そう言って頭を下げて出て行った桐山に、再度深いため息をつく。
はぁ、今日は何て厄日だ……。


「で、そういう訳だから起こしてくれる?」

傍らにいた秋山にそう言って一緒に処置室へ向かう。


「望月さん、帰れそうですか?」

秋山が優しくとんとんと肩を叩いて声をかける。
しかし、彼女は未だ深い眠りの中のようで、目を開ける様子はない。

点滴は十分に入ったはず、もう目を覚めてもいいはずだ。


「望月さん、帰れますね?」

そう言って、彼女の細い肩を無遠慮に揺らす。
彼女が起きないことには俺も帰れないのだ。

さっさと起きてもらわないと困る。


「ん……」

泣きすぎて赤くなった目の淵。
やっとその瞼が重々しそうにゆっくり開いた。


「よし、起きたな。

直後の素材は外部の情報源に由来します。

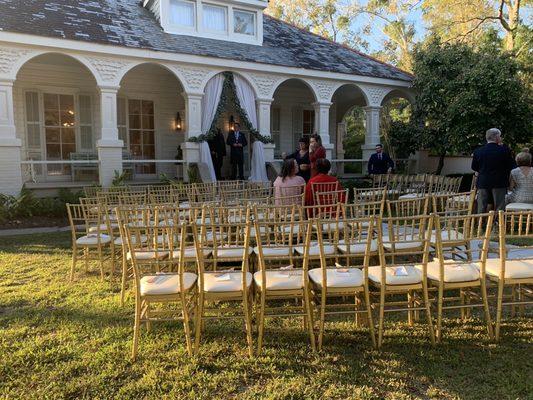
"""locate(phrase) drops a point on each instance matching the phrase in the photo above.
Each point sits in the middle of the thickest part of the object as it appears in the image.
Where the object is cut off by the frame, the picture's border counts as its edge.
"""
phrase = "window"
(141, 134)
(308, 122)
(59, 129)
(244, 22)
(182, 13)
(214, 18)
(33, 121)
(86, 126)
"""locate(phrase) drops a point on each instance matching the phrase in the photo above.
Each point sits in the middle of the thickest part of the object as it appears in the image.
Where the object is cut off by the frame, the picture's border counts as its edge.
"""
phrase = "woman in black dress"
(302, 158)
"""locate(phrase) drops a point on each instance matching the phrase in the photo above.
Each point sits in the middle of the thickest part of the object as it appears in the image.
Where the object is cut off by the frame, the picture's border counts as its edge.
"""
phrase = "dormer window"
(244, 22)
(182, 13)
(214, 18)
(232, 20)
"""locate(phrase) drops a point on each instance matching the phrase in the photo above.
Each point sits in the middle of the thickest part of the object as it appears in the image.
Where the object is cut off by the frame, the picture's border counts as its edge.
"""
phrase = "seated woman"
(288, 187)
(322, 168)
(302, 158)
(521, 180)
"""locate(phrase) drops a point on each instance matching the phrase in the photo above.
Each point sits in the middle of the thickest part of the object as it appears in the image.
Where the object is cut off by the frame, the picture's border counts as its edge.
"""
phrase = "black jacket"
(377, 166)
(236, 153)
(493, 163)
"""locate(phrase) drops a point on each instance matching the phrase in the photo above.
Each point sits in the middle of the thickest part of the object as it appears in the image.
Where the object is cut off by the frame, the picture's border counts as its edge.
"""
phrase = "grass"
(66, 341)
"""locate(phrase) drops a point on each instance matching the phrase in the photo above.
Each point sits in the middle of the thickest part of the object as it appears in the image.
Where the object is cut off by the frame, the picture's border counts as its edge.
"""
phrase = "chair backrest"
(408, 207)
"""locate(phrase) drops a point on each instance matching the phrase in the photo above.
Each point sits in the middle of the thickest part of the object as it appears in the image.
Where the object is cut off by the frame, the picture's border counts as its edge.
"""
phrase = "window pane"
(214, 18)
(182, 13)
(244, 22)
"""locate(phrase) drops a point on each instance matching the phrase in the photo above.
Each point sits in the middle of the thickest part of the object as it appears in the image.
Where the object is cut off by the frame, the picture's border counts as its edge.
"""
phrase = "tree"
(462, 92)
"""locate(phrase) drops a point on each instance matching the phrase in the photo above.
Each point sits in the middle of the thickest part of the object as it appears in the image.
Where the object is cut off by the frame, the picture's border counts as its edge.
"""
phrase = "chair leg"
(486, 308)
(499, 310)
(261, 322)
(136, 328)
(73, 266)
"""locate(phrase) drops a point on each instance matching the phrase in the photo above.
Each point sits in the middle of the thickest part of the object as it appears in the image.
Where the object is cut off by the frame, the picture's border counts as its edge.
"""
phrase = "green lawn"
(73, 341)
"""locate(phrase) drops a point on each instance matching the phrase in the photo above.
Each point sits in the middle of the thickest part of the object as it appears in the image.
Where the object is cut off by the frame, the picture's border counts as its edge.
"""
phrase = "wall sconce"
(178, 122)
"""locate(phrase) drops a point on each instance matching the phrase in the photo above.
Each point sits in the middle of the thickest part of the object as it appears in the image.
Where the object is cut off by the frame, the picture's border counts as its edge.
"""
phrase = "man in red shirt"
(322, 167)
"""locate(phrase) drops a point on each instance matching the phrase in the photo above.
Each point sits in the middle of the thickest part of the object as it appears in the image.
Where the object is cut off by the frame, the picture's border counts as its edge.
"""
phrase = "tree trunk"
(440, 164)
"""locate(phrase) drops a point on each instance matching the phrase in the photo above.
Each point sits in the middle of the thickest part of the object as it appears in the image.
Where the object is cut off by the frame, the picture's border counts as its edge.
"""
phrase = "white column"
(322, 125)
(109, 145)
(193, 127)
(10, 145)
(372, 132)
(263, 112)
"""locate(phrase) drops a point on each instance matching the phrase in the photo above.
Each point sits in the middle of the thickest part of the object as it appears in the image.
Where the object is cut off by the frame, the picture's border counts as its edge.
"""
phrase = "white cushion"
(281, 279)
(118, 241)
(447, 235)
(338, 277)
(413, 275)
(162, 284)
(460, 272)
(92, 239)
(357, 247)
(519, 207)
(148, 255)
(274, 251)
(314, 249)
(232, 251)
(225, 281)
(514, 269)
(190, 252)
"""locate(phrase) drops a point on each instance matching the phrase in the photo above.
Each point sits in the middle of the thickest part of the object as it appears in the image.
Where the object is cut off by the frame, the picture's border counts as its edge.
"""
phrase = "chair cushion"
(460, 272)
(162, 284)
(357, 247)
(225, 281)
(281, 279)
(447, 235)
(393, 275)
(190, 252)
(118, 241)
(519, 207)
(514, 269)
(338, 277)
(274, 251)
(92, 239)
(148, 255)
(314, 250)
(232, 251)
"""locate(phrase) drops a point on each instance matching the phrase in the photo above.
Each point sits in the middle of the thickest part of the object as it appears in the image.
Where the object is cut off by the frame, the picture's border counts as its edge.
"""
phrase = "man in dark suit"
(380, 162)
(237, 141)
(492, 163)
(217, 145)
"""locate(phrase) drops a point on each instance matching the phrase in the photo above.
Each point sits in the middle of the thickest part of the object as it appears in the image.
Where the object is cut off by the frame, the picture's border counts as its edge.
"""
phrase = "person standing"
(237, 141)
(316, 152)
(217, 145)
(380, 162)
(492, 164)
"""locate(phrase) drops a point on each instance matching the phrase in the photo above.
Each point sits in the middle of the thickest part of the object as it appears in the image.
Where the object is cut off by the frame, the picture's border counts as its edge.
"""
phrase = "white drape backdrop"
(213, 91)
(246, 96)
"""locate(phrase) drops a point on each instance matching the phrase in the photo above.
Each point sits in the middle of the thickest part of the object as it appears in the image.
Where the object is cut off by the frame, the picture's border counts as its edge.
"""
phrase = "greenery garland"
(229, 87)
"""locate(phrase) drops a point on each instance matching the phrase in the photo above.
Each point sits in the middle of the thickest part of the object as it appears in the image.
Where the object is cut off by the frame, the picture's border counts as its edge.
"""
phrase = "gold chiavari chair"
(274, 283)
(454, 269)
(364, 195)
(514, 267)
(344, 281)
(408, 207)
(160, 279)
(403, 269)
(215, 286)
(90, 227)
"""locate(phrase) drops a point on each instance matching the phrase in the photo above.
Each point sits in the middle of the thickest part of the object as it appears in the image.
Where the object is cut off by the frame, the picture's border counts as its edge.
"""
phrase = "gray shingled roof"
(127, 23)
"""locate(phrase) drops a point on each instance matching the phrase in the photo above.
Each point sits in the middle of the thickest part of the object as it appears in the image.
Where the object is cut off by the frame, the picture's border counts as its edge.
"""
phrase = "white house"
(91, 87)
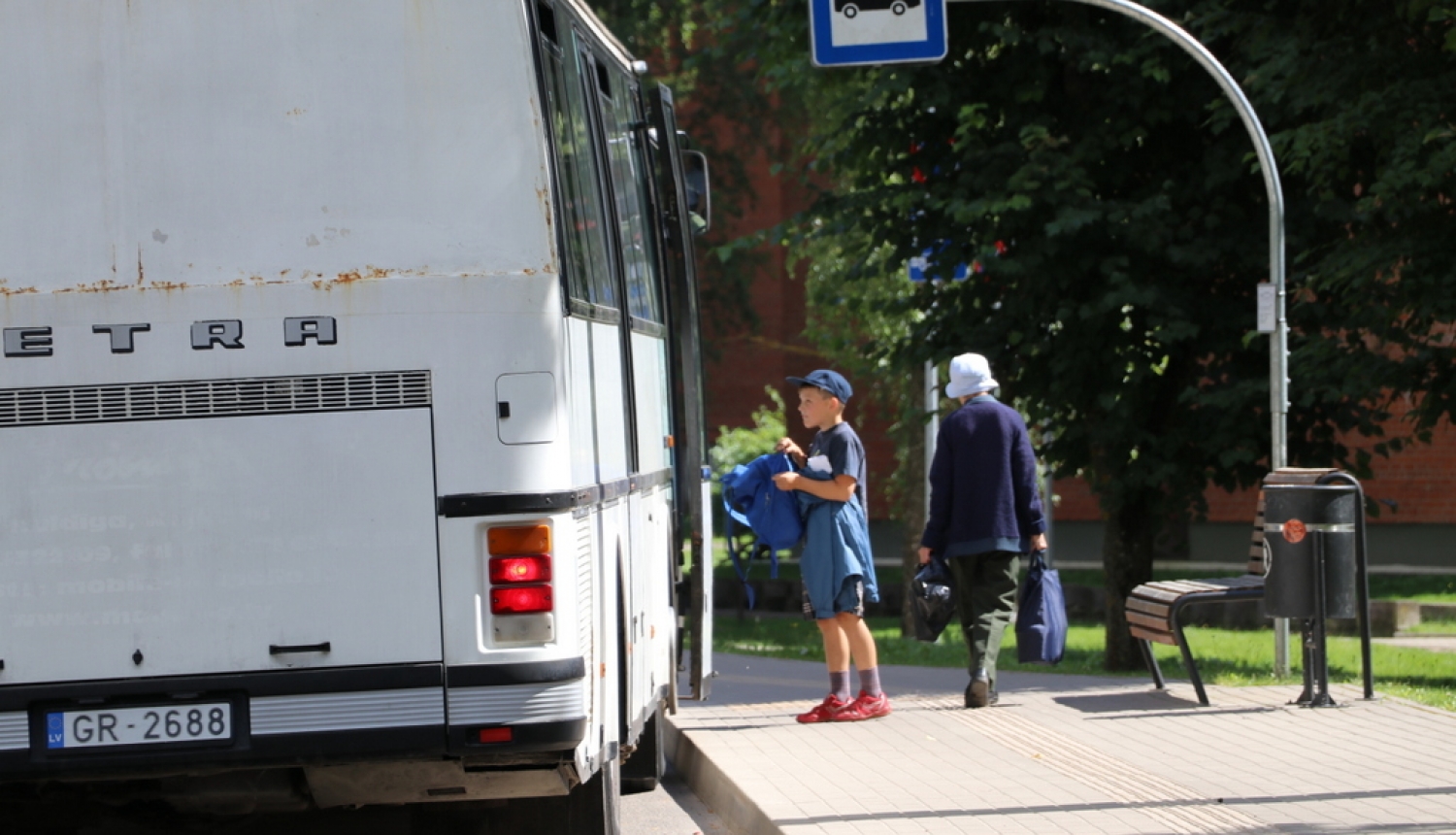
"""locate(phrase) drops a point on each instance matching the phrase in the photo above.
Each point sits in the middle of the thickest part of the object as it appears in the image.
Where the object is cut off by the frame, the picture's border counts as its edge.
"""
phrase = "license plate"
(75, 729)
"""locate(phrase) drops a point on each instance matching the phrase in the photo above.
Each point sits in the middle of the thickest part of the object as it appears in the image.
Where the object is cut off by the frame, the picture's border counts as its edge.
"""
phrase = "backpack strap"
(739, 563)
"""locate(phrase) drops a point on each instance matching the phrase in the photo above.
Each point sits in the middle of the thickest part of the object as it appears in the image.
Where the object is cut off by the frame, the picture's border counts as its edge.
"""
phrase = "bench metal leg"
(1187, 653)
(1152, 663)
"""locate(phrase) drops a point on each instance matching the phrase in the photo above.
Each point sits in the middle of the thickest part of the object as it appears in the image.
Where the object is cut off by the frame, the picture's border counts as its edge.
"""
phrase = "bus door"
(645, 573)
(692, 500)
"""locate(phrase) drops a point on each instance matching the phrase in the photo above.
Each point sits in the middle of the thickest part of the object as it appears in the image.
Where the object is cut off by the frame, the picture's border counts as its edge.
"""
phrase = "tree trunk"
(1127, 558)
(911, 509)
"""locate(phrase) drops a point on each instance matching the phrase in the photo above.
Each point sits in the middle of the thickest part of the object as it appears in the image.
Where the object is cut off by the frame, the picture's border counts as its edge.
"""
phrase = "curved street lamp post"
(1278, 341)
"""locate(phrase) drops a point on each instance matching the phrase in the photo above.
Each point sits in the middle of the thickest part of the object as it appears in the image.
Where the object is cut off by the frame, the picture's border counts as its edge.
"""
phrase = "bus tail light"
(526, 569)
(518, 575)
(494, 735)
(520, 599)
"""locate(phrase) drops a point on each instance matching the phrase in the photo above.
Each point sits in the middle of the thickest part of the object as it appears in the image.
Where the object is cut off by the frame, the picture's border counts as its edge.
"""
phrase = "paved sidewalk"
(1062, 753)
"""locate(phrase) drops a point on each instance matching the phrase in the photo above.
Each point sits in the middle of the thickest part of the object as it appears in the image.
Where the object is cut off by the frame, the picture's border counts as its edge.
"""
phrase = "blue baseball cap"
(832, 382)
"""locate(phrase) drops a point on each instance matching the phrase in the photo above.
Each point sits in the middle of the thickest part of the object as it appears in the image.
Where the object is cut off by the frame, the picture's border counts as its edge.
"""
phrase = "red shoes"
(824, 712)
(833, 709)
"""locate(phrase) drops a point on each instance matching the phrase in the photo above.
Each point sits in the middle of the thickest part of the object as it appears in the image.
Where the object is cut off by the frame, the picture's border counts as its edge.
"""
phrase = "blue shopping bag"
(1042, 617)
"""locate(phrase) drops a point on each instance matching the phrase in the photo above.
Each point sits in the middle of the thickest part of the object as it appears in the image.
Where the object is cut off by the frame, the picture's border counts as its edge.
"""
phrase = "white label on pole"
(1267, 320)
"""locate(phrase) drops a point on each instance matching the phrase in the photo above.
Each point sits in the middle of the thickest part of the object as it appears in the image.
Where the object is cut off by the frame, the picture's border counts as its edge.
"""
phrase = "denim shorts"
(850, 599)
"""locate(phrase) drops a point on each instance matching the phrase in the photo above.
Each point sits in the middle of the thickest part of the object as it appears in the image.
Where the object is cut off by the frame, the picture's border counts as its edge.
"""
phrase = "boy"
(839, 572)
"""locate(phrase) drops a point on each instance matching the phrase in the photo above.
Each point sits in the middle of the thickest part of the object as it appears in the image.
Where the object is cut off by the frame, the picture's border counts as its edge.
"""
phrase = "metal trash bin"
(1292, 517)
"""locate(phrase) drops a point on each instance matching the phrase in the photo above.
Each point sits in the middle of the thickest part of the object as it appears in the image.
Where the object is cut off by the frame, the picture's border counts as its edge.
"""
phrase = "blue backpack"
(774, 515)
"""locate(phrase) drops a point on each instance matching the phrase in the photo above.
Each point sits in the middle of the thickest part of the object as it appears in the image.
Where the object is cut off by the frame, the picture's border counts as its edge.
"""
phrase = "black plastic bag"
(932, 599)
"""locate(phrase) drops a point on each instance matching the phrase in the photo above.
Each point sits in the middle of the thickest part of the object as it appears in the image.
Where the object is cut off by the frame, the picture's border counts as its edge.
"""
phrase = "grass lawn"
(1225, 656)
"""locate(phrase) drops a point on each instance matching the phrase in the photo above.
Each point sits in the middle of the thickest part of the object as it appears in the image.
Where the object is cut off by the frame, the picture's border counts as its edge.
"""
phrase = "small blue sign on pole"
(858, 32)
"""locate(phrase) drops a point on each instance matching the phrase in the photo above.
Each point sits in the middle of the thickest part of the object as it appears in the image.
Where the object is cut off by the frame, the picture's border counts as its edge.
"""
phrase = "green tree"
(1106, 194)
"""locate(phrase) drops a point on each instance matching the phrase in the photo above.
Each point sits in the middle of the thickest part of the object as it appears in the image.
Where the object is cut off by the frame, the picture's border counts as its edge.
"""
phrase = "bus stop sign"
(856, 32)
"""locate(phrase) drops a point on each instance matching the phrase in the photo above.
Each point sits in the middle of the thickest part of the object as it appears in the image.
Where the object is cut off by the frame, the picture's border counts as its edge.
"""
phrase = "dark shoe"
(980, 691)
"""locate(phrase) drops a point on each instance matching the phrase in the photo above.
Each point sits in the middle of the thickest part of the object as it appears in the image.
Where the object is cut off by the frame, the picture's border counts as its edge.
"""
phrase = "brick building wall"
(740, 361)
(1412, 487)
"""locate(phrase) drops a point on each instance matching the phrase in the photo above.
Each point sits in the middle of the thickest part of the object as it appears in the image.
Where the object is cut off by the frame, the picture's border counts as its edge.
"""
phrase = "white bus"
(349, 418)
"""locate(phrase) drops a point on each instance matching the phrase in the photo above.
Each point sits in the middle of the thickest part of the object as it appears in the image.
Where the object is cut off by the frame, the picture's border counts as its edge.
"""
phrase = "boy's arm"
(838, 490)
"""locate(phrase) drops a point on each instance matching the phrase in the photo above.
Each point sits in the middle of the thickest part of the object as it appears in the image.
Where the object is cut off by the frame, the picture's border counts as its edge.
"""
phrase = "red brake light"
(535, 569)
(491, 735)
(520, 599)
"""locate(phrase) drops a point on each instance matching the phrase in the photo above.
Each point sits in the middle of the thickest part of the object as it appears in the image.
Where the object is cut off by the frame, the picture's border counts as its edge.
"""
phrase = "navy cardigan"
(983, 483)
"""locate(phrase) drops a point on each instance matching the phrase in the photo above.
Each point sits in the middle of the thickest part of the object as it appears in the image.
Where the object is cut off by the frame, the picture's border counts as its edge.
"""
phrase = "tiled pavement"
(1062, 755)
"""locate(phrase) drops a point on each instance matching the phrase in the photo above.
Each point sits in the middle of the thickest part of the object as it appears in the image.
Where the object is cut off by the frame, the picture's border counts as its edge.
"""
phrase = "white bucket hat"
(970, 375)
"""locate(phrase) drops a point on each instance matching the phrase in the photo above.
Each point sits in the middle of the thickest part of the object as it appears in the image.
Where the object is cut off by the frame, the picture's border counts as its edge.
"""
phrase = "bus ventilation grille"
(215, 398)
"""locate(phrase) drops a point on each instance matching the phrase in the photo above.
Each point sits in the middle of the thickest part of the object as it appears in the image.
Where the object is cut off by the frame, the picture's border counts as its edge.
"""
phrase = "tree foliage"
(1109, 201)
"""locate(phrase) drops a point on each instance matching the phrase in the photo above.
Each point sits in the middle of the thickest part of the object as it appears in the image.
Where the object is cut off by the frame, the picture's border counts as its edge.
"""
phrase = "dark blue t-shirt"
(846, 456)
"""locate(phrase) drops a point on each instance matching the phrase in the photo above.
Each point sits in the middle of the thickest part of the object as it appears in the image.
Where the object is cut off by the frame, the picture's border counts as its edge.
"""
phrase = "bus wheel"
(644, 770)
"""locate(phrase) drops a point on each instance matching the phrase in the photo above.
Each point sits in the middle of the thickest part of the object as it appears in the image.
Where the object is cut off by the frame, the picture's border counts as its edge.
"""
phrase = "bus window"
(622, 110)
(587, 268)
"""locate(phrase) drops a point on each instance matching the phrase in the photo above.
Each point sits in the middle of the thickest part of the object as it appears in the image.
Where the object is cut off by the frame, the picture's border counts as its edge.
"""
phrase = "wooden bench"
(1153, 608)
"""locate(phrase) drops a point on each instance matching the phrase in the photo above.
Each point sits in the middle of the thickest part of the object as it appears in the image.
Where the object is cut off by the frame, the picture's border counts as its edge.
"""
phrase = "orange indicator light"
(510, 541)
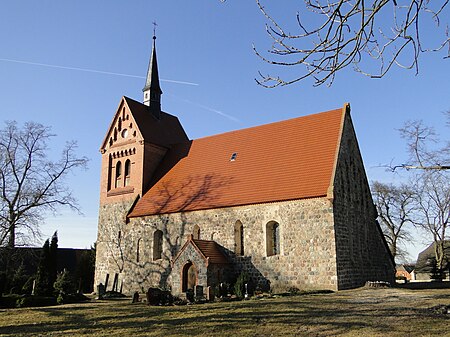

もう帰らせていいから、でこいつ帰ってから当直呼んでやって」

「桐山先生のお知り合いのようですね。分かりました、彼女が帰ってから先生を呼びます」

「お、さすが察しが良いね。じゃ、いい加減俺ももう上がるから、あとよろしく」

そう言って、片手を上げて処置室を後にする。

あーあ、だいぶ遅くなっちまったな。
あとできっかり残業代つけてやろう。

さっさと着替え、駐車場へ出る。

うっわ、寒っ。
外に出て、思わず凍てつくような寒さに身震いする。

てか雨降ってんじゃん。

傘なんて持ち合わせていなかったため、仕方なく車まで走ることに。

つめてーな、くそ。
しっかし、冬に雨ってなんと鬼畜な。

これ、もう一時間しないうちに雪に変わるな。

タイヤまだスタッドレスに変えてねぇし、さっさと帰んねぇと……。

俺は急いでエンジンをかけて、病院を後にした。